If the window is closed, how do I open it again? It's also very simple. Open the computer's Start menu and find "Command Prompt" or "Windows PowerShell" (or directly press Win + Q and type cmd to search), click to open it, and enter ollama run qwen to complete the process.

2. Use Directly in the Console Command Window

As shown in the figure below, when this interface is displayed, you can actually enter text directly in the window to start using it.

3. Of course, this interface may not be very friendly, so let's get a friendly UI.

Visit https://chatboxai.app/zh and click Download.

After downloading, double-click and wait for the interface window to open automatically.

Click "Start Setup". In the pop-up overlay, click the top Model tab, select "Ollama" in the AI Model Provider section, enter the address http://localhost:11434 in the API Domain field, select Qwen:latest in the model drop-down menu, and then save it.
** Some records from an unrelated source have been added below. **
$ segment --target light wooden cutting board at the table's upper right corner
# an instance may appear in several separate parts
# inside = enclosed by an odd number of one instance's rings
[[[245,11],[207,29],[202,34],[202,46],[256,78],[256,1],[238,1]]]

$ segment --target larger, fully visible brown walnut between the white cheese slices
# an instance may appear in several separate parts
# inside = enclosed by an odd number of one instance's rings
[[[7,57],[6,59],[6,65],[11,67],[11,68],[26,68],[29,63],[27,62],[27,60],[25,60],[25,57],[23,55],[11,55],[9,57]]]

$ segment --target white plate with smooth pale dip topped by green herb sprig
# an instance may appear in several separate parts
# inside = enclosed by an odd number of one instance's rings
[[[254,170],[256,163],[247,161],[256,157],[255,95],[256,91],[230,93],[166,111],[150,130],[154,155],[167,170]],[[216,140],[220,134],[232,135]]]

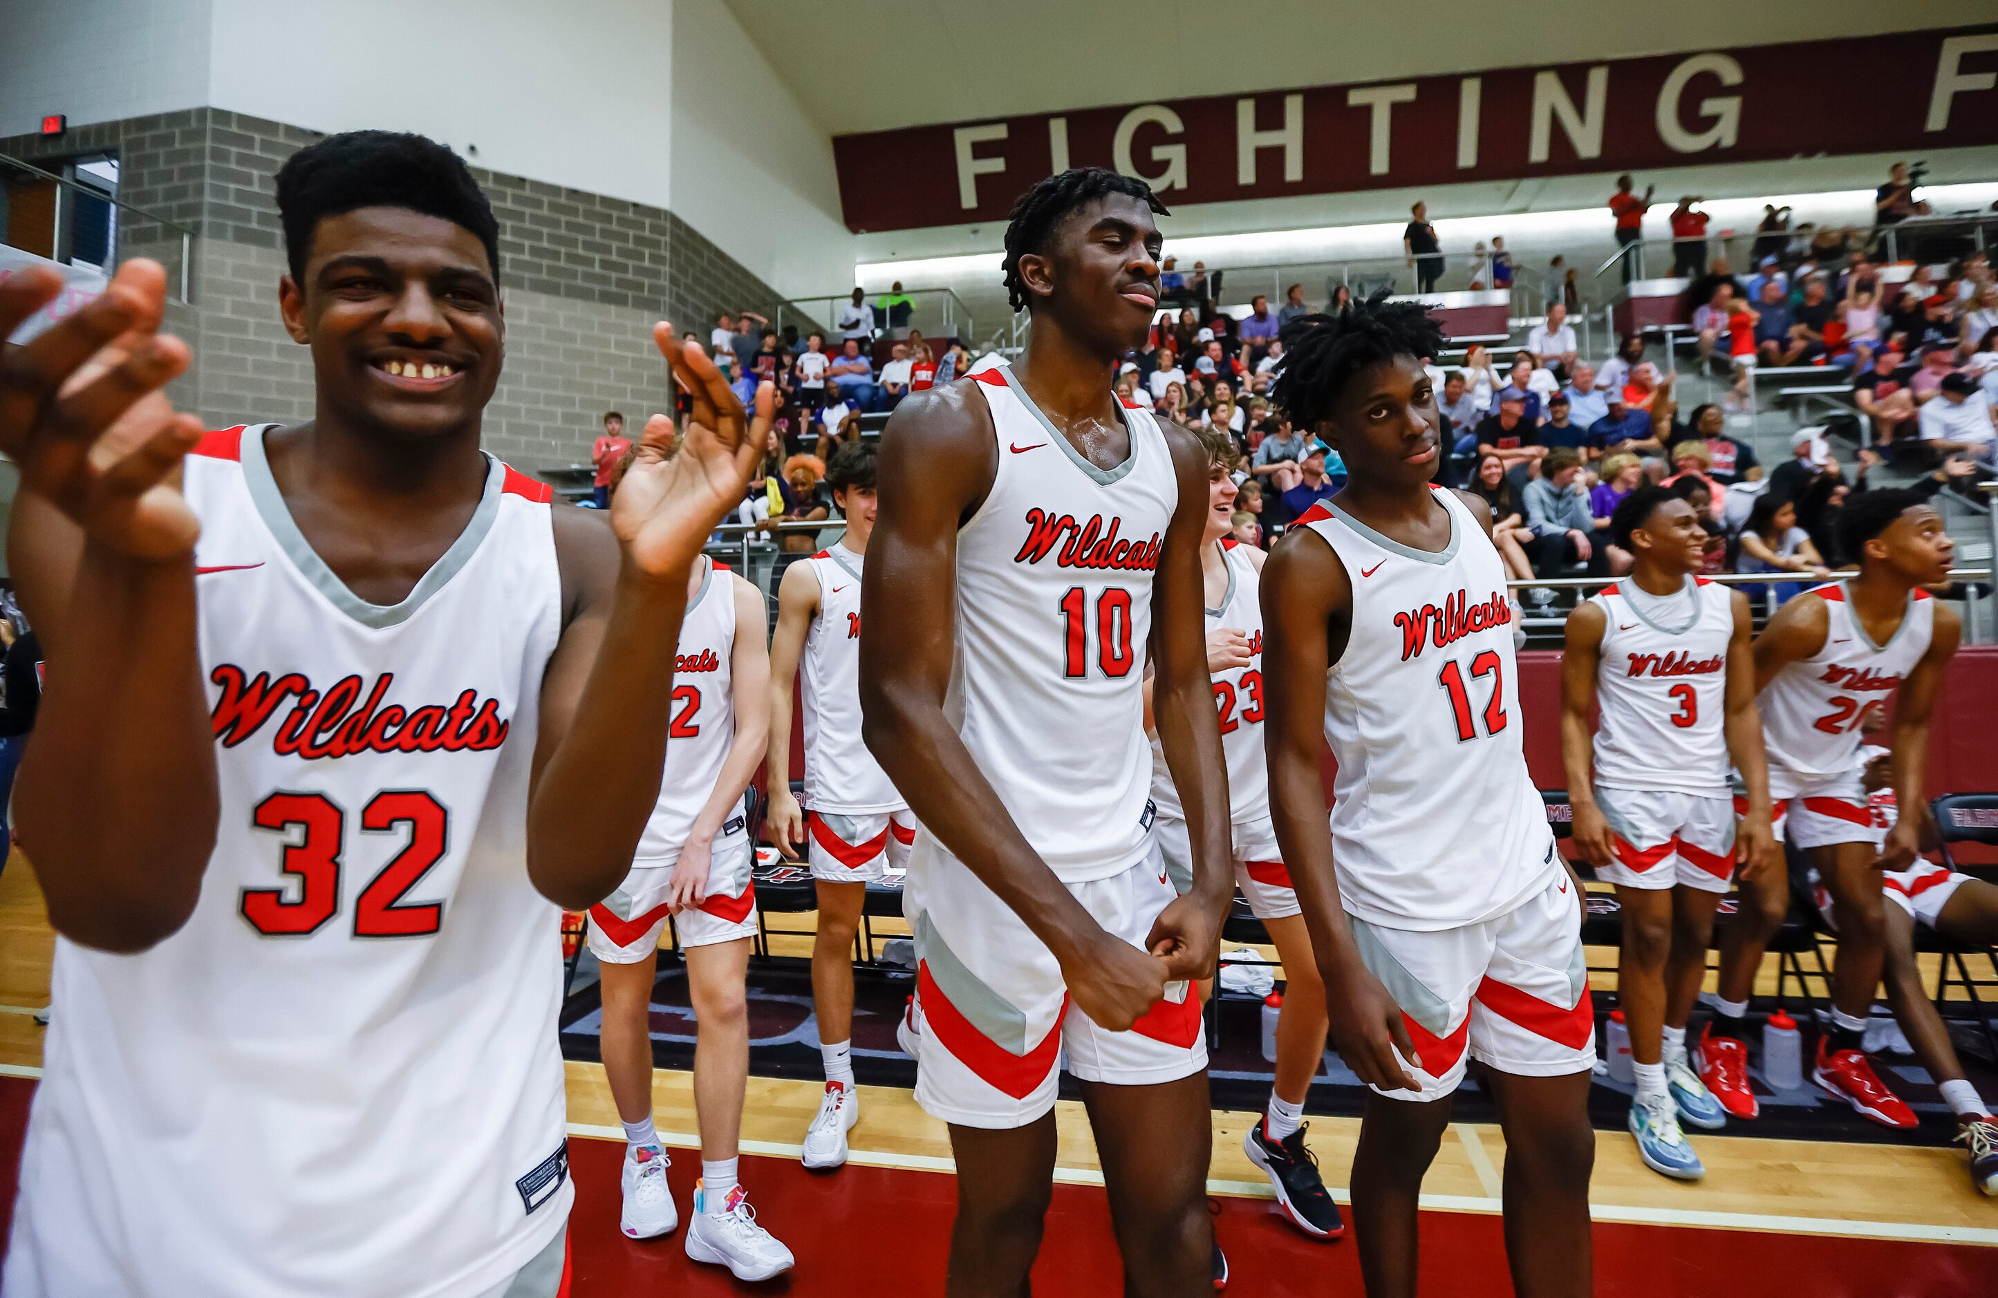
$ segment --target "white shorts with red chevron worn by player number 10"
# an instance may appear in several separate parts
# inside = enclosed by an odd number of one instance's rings
[[[1131,869],[1065,885],[1113,937],[1143,947],[1177,897],[1157,847]],[[1055,1106],[1061,1058],[1085,1082],[1153,1086],[1207,1068],[1201,996],[1173,982],[1125,1032],[1069,1004],[1055,955],[1019,915],[925,837],[909,859],[903,915],[915,929],[915,1102],[959,1126],[1007,1130]]]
This is the usage interface displayed after saving. Use your imagination and feel free to use it.

4. Fill in the API in the Video Translation and Dubbing Software

Open Menu -- Settings -- Local Compatible OpenAI Large Model. Add a model ,qwen in the middle text box. After adding, it should look like this, and then select the model.
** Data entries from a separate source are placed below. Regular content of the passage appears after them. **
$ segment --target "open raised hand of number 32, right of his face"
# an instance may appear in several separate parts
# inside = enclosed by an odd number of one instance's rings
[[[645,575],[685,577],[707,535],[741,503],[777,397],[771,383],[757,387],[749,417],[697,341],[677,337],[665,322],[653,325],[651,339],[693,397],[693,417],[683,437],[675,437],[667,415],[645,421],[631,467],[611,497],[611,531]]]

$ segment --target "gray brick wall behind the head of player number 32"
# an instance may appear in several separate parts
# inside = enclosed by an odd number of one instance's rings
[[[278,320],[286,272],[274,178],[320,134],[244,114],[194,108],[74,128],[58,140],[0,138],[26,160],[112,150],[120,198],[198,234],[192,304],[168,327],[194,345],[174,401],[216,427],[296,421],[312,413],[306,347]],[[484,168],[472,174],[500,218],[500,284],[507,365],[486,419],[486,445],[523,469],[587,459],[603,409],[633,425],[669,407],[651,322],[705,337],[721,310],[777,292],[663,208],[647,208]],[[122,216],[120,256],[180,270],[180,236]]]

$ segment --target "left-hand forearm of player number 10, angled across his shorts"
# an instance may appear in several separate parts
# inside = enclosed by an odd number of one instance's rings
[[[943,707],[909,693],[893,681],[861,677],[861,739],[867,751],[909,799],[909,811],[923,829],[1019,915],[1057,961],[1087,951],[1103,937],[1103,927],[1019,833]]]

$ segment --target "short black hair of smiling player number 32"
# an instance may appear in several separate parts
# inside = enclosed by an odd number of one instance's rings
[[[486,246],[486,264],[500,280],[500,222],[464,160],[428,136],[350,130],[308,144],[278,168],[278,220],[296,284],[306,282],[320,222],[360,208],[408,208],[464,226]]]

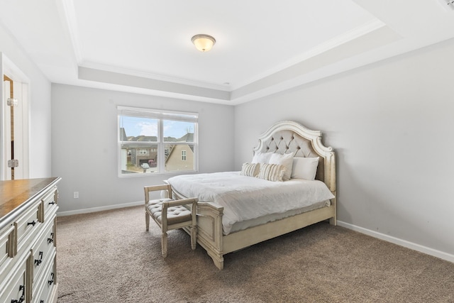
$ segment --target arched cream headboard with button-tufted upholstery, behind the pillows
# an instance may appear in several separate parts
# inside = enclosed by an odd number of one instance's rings
[[[312,131],[294,121],[281,121],[262,133],[258,142],[254,153],[293,153],[295,157],[319,157],[316,180],[325,182],[335,194],[336,159],[333,148],[321,143],[321,131]]]

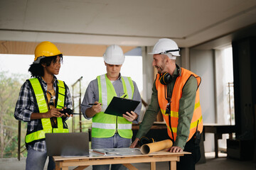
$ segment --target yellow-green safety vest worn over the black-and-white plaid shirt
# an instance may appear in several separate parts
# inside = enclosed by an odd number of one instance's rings
[[[36,106],[38,107],[39,113],[48,112],[48,102],[46,93],[44,93],[43,86],[37,78],[29,79],[28,83],[33,91],[33,96],[36,98]],[[55,103],[57,103],[56,108],[63,108],[65,103],[65,84],[63,81],[58,80],[58,86],[56,87],[56,98]],[[27,132],[26,143],[37,142],[44,140],[46,138],[46,133],[52,132],[68,132],[68,127],[64,123],[62,118],[57,118],[58,128],[53,128],[50,123],[50,118],[41,118],[38,123],[38,129],[33,132]]]

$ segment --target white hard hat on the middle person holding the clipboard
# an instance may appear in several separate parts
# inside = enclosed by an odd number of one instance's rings
[[[124,63],[124,52],[118,45],[110,45],[107,47],[103,58],[107,64],[121,65]]]

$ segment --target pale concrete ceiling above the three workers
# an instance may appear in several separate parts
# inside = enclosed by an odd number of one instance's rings
[[[255,0],[0,0],[1,41],[192,47],[255,23]]]

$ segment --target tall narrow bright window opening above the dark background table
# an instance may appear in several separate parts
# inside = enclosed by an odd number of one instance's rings
[[[233,86],[233,52],[232,47],[215,50],[215,101],[216,123],[235,125],[234,86]],[[220,150],[225,152],[228,134],[218,140]]]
Fill in http://localhost:11434 in the API URL. Fill in any SK, such as 1234.

Test if it is successful. If it is successful, save it and use it.

5. Call in Code

Ollama provides an OpenAI-compatible API interface. You can directly use the OpenAI library to call it. You only need to change the model name to qwen.

from openai import OpenAI

client = OpenAI(
    base_url = 'http://localhost:11434/v1',
    api_key='ollama', # required, but unused
)

response = client.chat.completions.create(
  model="qwen",
  messages=[
    {"role": "system", "content": "You are a professional multilingual translation expert."},
    {"role": "user", "content": "Translate the content I send you into English. Only return the translation, do not answer questions, do not confirm, do not reply to this message, start translating from the next line.\nThe weather is nice today!\nIt's sunny and breezy, and we have no class this afternoon.\nThis is really cool."}
  ]
)
print(response.choices[0].message.content)

The effect is pretty good!

7. What other models can I use?

In addition to Tongyi Qianwen, there are many other models that can be used. The usage method is just as simple. You only need three words: ollama run model name.

Open this address https://ollama.com/library to see all the model names. If you want to use a model, just copy the name and execute ollama run model name.

Do you remember how to open the command window? Click the Start menu and find Command Prompt or Windows PowerShell.

For example, if I want to install the openchat model:

Open Command Prompt, enter ollama run openchat, press Enter, and wait until Success is displayed.

Important Notes:

Most AI translation channels may limit the number of requests per minute. If you encounter an error message indicating that the request frequency has been exceeded, you can set a delay time through the software's Menu -- Tools/Advanced Settings -- Advanced Settings/set.ini -- Pause time after translation, such as 30, which means waiting 30 seconds after each translation before performing the next translation to avoid exceeding the limit frequency and causing errors.